# Hey all :) .. any breeders?? north london :)



## juniorsil

New here, and im on my way to eventually buying a pet Rat .. never thought of owning one as a pet before but after watching some videos, and doing some research on them, they seem to be really great pets ..
i already have a dog (but hes a little sh*t lol and hes technically my mums dog) but i want something small to have as my own, i had a hamster which died unfortunately .. so im not a total noob xD .. (im well aware rats and hamsters are not alike)
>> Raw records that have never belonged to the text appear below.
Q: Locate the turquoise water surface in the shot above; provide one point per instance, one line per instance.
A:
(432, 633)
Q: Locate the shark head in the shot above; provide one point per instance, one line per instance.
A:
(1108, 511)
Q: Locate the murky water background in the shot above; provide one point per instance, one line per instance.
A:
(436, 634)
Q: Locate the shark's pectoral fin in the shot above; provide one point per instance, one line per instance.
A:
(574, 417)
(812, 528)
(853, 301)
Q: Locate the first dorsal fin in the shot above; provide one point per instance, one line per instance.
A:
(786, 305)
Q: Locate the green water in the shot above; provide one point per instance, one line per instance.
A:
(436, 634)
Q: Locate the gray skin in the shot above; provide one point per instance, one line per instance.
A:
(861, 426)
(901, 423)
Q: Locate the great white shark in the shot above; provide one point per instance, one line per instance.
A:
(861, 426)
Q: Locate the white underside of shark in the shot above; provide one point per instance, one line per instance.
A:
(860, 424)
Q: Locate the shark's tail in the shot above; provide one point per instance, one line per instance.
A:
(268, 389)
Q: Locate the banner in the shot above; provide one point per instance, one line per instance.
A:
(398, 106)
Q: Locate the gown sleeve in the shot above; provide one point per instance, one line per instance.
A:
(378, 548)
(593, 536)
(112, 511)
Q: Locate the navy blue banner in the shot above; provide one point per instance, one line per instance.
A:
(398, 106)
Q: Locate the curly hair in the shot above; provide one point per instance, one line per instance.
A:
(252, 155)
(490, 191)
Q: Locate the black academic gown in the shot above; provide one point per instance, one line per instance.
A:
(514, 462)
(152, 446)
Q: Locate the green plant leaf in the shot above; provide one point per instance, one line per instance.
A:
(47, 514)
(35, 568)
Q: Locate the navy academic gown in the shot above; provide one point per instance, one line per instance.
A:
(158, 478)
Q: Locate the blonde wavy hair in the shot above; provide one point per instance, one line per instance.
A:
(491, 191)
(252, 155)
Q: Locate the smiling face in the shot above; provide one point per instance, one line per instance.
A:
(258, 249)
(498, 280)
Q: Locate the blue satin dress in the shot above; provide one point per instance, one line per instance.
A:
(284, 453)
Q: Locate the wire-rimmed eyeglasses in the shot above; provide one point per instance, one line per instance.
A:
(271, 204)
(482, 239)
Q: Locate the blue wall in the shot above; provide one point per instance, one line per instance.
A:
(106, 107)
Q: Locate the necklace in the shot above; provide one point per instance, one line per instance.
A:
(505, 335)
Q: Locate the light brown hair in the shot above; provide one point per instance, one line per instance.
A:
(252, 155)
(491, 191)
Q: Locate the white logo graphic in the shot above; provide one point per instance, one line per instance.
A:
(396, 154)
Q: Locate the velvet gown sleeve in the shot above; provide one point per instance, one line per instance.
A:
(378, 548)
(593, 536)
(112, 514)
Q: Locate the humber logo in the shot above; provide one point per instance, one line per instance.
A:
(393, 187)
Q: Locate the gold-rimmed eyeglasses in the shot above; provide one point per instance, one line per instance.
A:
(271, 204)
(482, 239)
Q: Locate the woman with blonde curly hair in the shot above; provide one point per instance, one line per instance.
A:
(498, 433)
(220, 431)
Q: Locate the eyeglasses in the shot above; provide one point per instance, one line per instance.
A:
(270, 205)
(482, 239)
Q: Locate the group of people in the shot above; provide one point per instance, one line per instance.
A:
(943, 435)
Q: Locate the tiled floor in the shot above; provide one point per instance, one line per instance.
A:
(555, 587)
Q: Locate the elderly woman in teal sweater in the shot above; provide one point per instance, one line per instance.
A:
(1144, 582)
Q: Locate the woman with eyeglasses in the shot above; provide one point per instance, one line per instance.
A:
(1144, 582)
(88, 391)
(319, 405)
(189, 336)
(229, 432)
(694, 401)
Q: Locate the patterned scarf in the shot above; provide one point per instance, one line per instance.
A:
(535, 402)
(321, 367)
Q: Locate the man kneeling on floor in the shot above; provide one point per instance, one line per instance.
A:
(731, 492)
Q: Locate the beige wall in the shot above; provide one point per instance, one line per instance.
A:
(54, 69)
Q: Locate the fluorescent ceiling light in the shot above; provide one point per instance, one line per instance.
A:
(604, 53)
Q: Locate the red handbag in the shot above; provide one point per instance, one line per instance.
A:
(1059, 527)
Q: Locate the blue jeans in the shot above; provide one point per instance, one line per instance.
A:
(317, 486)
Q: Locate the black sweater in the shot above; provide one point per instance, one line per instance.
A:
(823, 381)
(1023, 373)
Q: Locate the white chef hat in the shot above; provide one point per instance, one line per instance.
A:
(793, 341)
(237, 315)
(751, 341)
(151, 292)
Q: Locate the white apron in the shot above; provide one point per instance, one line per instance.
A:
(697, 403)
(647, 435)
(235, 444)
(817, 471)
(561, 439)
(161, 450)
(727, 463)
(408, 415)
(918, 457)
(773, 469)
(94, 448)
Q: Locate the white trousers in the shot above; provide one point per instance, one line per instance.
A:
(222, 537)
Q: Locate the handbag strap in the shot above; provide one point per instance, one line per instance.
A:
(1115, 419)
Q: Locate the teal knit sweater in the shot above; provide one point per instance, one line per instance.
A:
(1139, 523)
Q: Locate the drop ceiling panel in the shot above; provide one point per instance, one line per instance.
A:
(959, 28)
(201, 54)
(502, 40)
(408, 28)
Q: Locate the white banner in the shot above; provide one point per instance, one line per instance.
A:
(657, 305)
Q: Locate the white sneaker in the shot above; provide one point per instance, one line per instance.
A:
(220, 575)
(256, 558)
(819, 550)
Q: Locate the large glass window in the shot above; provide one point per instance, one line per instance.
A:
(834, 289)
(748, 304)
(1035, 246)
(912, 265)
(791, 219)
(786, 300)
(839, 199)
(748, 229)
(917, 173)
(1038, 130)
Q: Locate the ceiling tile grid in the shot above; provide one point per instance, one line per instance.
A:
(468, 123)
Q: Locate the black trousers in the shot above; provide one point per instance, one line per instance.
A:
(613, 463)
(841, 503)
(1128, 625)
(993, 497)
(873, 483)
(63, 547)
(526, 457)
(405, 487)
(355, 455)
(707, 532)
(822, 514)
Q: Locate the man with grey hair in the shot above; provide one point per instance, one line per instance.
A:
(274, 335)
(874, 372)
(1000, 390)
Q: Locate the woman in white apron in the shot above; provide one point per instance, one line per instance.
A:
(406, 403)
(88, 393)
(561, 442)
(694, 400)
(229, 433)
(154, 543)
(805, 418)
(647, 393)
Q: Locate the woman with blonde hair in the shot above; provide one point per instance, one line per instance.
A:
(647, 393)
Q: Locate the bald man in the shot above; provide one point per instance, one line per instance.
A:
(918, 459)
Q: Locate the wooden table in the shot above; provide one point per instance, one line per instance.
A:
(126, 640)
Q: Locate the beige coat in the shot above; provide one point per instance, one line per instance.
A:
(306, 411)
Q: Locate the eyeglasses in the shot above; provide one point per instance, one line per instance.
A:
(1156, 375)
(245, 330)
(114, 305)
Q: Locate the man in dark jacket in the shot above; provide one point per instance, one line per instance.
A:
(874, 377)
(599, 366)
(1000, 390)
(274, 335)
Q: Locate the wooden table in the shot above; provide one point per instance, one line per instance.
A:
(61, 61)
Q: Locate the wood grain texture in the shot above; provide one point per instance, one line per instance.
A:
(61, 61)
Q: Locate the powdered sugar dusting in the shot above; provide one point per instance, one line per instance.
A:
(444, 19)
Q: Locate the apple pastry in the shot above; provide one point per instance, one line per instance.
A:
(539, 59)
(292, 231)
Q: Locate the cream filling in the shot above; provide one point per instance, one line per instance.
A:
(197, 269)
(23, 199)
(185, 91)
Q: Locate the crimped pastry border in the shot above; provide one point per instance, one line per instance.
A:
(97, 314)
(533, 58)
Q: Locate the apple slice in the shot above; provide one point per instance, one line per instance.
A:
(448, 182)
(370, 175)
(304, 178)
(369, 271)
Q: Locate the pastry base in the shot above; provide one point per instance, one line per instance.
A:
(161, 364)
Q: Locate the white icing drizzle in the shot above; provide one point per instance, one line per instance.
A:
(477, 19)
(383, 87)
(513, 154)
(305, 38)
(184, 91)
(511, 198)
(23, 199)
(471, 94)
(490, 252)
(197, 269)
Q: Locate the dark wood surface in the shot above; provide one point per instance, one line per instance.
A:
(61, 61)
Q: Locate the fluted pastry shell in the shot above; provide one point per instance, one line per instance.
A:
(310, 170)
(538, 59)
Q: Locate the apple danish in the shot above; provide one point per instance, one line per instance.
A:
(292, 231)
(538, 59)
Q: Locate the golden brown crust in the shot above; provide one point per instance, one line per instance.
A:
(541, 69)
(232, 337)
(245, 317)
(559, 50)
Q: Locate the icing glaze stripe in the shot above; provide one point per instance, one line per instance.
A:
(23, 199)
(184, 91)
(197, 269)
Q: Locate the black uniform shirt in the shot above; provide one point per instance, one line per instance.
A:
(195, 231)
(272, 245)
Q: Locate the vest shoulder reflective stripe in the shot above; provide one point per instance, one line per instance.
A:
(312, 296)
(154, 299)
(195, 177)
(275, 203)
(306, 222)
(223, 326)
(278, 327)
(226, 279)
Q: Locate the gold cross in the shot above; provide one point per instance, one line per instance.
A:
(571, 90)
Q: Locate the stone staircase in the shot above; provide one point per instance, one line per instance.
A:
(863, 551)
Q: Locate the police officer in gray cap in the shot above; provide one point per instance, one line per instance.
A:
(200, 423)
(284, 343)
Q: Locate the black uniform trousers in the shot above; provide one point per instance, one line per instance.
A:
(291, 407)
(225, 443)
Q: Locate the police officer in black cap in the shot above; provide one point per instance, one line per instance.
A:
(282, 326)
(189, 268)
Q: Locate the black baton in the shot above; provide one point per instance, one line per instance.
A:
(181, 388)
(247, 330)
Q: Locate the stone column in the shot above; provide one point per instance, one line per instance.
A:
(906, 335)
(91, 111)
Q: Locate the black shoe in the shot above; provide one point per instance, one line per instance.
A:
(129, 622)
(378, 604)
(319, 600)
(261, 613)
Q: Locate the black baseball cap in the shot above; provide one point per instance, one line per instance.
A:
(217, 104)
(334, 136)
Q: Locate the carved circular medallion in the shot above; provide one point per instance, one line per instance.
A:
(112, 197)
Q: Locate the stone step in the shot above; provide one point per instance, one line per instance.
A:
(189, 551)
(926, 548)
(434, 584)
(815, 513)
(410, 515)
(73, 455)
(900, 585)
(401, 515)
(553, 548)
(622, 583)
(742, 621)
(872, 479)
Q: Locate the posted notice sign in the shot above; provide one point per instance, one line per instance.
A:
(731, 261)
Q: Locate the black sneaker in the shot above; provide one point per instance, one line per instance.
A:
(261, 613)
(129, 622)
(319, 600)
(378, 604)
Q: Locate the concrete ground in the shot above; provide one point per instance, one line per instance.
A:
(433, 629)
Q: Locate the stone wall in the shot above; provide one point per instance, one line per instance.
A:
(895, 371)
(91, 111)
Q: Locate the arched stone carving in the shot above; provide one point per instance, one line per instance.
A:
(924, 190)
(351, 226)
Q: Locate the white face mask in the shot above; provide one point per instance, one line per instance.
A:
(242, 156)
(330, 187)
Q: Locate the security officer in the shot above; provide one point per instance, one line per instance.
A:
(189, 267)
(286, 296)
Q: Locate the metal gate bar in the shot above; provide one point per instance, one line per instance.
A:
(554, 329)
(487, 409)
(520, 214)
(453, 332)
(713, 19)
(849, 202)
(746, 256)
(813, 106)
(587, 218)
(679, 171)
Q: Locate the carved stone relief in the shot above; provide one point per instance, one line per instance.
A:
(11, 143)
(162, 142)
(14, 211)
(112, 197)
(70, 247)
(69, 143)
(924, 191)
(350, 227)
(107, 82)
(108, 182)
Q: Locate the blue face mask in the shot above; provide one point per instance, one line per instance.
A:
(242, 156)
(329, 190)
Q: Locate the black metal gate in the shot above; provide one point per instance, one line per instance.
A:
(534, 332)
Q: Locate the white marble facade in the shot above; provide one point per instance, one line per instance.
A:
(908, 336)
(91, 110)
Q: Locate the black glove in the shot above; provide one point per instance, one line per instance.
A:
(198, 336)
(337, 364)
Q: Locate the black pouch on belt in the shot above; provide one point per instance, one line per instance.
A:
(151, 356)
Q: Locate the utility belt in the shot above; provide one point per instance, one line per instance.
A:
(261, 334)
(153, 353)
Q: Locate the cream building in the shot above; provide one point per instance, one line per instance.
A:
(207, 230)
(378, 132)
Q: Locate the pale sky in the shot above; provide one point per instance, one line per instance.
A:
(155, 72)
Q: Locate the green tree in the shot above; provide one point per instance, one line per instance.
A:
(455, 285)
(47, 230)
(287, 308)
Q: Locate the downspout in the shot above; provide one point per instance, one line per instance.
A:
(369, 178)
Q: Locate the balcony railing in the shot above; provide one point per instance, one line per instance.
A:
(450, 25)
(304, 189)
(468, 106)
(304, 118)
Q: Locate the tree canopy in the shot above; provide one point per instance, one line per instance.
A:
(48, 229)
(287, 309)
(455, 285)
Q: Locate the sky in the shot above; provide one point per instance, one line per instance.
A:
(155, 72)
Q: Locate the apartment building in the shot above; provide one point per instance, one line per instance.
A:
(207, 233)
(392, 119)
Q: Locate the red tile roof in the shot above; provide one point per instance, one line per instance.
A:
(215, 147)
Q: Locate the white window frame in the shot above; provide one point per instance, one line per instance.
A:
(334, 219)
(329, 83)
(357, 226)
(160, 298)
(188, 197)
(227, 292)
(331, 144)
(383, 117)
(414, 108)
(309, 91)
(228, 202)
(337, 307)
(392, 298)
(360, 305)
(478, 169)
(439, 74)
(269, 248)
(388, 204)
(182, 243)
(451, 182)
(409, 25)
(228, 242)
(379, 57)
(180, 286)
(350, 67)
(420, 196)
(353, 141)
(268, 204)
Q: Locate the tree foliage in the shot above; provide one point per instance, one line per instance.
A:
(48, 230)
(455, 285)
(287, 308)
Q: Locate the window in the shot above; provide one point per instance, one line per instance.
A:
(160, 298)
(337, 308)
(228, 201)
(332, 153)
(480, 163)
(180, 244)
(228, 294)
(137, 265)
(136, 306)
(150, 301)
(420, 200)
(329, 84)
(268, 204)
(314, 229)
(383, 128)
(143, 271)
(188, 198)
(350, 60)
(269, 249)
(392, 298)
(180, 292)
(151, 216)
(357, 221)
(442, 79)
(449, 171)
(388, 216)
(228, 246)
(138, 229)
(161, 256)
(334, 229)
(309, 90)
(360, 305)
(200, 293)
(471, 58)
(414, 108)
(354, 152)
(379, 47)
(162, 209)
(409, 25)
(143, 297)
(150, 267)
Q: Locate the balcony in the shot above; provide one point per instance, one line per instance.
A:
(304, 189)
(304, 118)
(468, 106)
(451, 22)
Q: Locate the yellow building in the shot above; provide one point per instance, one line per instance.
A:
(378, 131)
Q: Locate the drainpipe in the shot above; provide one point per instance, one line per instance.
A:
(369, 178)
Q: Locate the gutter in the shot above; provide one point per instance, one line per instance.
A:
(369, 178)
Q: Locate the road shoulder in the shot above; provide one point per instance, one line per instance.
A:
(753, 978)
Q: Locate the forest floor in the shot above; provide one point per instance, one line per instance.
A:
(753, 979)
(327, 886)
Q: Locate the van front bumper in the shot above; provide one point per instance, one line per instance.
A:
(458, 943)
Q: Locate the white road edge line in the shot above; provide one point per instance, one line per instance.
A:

but yes  if there are any breeders here that are based in north london send me an email ([email protected])

thanks ^_^


----------



## The Boggit keeper

Hi and Welcome!


----------



## juniorsil

thanks xD


----------



## laoshu

Hi there and welcome to the forum  .

I have sent you a pm regarding rats , I noticed this would be your first time owning a pet rat.
Rats are extreamly sociable and love to play so should always be housed in pairs minimum. A single rat would get very lonely and have no one to play with most its life ( unless you was to have it out 20 hours a day all hours day/night)
If you would like any more advice on keeping pet rats please feel free to ask on here as there is a few of us that keep them


----------



## Oneweek22

I dont have any rats now but I have had some in the past so maybe I could help with questions or advise as well.


----------



## juniorsil

yeah thats fine .. i am still unsure about owning 2 :\ .. it wouldnt be cage bound, it would be mostly let out (not 24/7 ofcorse lol) ..

and so far ive put in a fair amount of time researching into the little rats , i have a dog (quite placid) and there is always someone in the house  .. as it is atm i have no real questions regarding them so feel free to post anything here that you think i should know  ..

thanks again guys ^_^

ps: any unconventional advice is welcome


----------



## racingmouse

I have to agree with the others about keeping two or more. If your looking for a single pet, I would look into a Syrian hamster! Even mice (females at least) should have company. Rats can also cost a small fortune at the vets as they can suffer a great deal from mycoplasma infections, constant sneezing (stress or allergens can trigger this so being alone means stress) and also tumours. So do factor all this in before you get any. Rats are cheap to buy, but not cheap to keep. They also require a large cage (NOT a tank). Join any rat forum and they will tell you exactly the same.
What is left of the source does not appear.